Entre sus exploraciones formales, quizá uno de los productos más interesantes fue la retrospectiva de la directora Nina Menkes. Sus películas son difíciles de ver; por momentos parece estar jugando con la repetición y el mismísimo hastío del espectador, pero de golpe llega el cachetazo de una poderosísima imagen (una palmera prendida fuego, la muñeca cosida de una negra que dice “I did this for love”, o los moretones, consecuencia de violencia doméstica, de una risueña novia vestida de blanco en Queen of Diamonds), o bien el artefacto cinematográfico comienza a revelar su extraño funcionamiento sobre la subjetividad del espectador y el film se convierte por completo en otra cosa (The Bloody Child sólo retrata el arresto de un ex marine aprehendido justo antes de enterrar a su mujer en el desierto de Mojave, pero la película desmonta cada acción y, a fuerza de repetir una y otra vez ciertas imágenes y movimientos desde múltiples perspectivas, se nos catapulta a un desesperante ensayo sobre la violencia).
El amor según Jonás
Sin embargo, de todas las películas exhibidas la que más me conmovió fue La virgen de Agosto, de Jonás Trueba. Se centra en Eva (Itsaso Arana), una joven madrileña que decide quedarse en la ciudad durante el verano, opción que parece contraintuitiva para un montón de españoles que intentan escaparse a la costa cuando arrasa el calor. Toda la película circula en el tenor de un diario de la protagonista, que se deja perder en las diversas verbenas de la capital, se reencuentra con amigos y conoce gente nueva. En un conversatorio, Jonás dijo que La virgen de Agosto es algo así como el anti Rayo verde, ya que, a diferencia de la película de Éric Rohmer, en la que la protagonista se desespera por encontrar a alguien que la acompañe a viajar en verano, en esta tenemos a una protagonista que se queda y que en ese quedarse acumula gente nueva como si fuese un imán. En la película puede vislumbrarse la bella concreción de una filmografía de autor en la que los seres humanos pasan de ser neuróticos y cerrados en sí mismos (el personaje Ramiro Lastra en Todas las canciones hablan de mí) a abrirse cada vez más a los otros. El cine de Trueba se ha ido convirtiendo en uno de los pocos escenarios en los que la verdadera comunicación entre personas parece concretarse, una especie de espacio plácido donde lo humano realmente acontece.

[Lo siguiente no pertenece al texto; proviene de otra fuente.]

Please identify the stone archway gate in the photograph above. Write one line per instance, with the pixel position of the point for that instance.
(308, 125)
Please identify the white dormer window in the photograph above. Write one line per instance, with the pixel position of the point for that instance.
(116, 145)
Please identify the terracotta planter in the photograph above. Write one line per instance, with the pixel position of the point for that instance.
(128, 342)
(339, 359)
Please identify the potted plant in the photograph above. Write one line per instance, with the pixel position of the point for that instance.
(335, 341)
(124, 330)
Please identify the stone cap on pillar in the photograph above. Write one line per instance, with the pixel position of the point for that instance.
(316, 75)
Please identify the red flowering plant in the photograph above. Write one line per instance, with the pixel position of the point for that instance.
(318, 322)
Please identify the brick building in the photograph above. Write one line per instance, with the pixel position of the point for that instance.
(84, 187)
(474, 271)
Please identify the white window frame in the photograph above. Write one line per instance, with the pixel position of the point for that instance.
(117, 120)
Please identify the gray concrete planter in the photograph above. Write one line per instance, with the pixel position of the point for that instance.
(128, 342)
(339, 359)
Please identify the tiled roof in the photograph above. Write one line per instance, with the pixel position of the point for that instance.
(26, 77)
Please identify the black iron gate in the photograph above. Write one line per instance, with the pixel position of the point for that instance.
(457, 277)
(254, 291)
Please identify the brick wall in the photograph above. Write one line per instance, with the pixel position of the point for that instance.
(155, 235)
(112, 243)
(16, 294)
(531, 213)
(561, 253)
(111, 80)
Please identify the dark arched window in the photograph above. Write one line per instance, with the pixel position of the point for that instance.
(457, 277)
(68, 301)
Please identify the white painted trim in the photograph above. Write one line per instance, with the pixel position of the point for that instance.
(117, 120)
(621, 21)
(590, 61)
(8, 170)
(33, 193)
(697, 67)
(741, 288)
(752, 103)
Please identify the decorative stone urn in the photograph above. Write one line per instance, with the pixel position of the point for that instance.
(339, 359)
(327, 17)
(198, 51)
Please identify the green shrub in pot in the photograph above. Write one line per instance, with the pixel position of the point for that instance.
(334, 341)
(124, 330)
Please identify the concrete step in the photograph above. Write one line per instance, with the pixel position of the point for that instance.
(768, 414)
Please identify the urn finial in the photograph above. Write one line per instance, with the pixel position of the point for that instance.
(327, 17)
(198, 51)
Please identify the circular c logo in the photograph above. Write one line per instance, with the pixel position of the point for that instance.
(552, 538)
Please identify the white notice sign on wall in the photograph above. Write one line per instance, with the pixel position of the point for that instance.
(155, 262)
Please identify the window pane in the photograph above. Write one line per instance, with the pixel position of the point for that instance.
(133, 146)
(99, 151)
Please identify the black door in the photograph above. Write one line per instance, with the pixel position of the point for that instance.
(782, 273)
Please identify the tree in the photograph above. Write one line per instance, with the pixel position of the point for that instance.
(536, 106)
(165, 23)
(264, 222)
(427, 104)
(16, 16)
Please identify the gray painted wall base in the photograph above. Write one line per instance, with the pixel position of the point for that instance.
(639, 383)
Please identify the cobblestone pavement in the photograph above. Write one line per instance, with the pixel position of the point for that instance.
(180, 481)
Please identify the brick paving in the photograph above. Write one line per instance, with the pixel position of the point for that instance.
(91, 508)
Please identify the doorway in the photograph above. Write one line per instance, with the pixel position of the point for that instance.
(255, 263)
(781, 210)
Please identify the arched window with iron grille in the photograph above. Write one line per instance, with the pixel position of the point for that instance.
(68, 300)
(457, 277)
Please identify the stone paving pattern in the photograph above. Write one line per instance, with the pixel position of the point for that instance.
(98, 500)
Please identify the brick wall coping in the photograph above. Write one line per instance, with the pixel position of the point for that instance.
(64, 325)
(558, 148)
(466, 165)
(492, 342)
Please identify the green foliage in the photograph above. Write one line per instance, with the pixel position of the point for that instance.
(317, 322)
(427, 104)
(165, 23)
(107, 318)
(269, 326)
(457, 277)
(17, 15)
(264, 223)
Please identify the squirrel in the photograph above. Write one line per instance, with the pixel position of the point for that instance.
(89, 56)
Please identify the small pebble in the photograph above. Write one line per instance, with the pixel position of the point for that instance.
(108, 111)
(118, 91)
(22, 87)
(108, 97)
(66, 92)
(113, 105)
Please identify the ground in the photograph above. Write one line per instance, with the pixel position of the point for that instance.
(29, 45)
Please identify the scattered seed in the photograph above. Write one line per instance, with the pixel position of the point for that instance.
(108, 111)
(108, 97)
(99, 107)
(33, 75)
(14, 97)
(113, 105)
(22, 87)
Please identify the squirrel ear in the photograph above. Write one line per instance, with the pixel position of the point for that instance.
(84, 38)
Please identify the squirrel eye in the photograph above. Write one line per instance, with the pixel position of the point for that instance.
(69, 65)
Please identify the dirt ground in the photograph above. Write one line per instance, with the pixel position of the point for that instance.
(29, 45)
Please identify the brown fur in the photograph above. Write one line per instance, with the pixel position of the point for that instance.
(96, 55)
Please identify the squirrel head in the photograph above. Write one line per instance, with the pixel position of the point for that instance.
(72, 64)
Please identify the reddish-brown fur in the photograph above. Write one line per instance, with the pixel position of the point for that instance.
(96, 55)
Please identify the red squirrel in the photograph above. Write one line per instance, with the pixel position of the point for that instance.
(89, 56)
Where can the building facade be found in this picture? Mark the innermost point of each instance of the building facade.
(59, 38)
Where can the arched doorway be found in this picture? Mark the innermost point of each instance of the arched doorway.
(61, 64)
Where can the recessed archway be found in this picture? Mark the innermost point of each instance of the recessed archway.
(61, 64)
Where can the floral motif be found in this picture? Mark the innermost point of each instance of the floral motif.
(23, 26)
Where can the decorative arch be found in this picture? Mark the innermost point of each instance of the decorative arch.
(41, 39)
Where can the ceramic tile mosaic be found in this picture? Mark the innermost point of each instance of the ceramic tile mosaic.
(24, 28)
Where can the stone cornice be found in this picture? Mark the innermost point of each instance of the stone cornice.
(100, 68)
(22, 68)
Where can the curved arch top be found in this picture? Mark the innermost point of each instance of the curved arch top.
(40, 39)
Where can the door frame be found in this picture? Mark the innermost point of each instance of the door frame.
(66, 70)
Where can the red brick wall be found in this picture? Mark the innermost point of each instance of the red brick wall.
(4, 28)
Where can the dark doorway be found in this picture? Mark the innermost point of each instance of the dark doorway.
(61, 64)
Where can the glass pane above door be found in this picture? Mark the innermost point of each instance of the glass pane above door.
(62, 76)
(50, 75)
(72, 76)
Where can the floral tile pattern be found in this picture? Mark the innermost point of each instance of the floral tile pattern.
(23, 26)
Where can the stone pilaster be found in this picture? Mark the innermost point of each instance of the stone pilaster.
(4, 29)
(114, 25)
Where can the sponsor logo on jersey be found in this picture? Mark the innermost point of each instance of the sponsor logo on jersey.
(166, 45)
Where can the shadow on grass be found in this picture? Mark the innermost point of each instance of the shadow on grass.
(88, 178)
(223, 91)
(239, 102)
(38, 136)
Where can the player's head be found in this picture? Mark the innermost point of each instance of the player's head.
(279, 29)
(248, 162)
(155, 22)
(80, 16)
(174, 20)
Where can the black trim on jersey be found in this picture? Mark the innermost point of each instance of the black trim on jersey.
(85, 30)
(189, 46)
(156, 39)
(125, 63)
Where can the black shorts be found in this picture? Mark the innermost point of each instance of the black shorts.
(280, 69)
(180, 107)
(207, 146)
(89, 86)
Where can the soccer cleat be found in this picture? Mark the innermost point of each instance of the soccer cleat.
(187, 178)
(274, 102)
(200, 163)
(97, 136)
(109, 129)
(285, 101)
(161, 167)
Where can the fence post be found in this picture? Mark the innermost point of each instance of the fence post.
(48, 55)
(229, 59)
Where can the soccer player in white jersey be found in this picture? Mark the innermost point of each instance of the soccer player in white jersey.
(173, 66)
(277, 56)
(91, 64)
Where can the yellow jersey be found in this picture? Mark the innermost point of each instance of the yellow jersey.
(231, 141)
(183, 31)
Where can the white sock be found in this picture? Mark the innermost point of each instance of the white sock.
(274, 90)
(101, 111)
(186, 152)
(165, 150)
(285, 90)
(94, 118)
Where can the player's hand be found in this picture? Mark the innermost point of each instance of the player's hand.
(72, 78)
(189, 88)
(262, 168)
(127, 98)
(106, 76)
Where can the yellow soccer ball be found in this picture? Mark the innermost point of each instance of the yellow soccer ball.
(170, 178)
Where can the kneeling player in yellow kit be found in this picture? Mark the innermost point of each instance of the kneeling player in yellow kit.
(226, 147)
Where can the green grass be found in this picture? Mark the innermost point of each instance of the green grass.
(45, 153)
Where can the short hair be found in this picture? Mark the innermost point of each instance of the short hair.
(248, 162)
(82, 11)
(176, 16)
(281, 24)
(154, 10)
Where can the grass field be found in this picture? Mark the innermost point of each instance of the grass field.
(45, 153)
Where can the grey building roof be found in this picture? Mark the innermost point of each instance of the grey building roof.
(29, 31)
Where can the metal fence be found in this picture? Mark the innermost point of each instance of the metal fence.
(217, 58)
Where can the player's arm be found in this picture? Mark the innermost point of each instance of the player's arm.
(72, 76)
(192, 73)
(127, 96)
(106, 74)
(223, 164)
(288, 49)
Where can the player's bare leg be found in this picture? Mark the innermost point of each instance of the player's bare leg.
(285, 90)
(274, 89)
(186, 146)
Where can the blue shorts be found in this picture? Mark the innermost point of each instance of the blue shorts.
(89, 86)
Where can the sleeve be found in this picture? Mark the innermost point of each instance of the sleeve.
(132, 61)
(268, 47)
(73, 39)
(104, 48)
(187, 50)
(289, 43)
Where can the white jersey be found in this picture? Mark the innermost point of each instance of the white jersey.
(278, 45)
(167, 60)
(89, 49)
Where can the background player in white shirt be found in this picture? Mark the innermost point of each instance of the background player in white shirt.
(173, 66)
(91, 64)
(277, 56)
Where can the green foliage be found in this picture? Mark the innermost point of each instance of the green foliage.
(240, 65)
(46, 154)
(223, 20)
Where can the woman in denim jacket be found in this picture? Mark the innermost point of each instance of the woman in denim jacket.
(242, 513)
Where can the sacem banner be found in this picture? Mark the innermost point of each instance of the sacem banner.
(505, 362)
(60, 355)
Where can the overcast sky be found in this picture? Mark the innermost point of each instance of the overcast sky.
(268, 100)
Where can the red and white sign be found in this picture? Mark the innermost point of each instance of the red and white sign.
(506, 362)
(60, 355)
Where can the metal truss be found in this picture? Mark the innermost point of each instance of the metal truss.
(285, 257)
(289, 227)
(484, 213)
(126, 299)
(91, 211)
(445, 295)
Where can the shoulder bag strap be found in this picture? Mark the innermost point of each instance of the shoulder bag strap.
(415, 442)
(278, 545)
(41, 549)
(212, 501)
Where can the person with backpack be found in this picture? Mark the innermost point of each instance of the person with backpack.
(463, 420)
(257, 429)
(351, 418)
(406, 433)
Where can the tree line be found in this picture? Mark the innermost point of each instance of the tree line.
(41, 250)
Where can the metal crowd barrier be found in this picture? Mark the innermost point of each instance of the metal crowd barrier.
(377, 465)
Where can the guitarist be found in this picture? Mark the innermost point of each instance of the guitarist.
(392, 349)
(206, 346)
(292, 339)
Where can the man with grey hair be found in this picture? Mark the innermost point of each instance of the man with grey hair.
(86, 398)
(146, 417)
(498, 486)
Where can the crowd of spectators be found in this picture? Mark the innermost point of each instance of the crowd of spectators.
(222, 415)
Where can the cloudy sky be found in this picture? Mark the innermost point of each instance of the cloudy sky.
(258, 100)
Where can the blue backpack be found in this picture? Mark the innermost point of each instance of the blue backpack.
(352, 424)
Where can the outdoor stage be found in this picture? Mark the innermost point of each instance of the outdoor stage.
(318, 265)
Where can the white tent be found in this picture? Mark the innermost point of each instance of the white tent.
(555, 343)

Una noche después del estreno del film, la mayoría de los invitados se cruzaron, como todas las noches, en un bowling que se había convertido en el sitio semioficial de encuentros del festival. Ahí, de golpe, uno se topó con Jonás Trueba e Itsaso Arana y se enfrentó a la singular situación, casi de fábula, de encontrarse hablando sobre el recuerdo, la crisis de los 30 y el amor con el director y la actriz protagonista de La reconquista, la película romántica que más significado ha tenido para su vida en los últimos años, casi como si todo eso fuese una extensión de la película. Uno sabe que, más allá del sonido de los bolos que impactan en los pinos, hay otro mundo: una América Latina prendida fuego y unas elecciones uruguayas que entonces parecían lejanas y ahora amargas. Pero por un momento todo eso se desvanece en el bello éter del cine, la conversación y la extraña virtud de saberse vivo.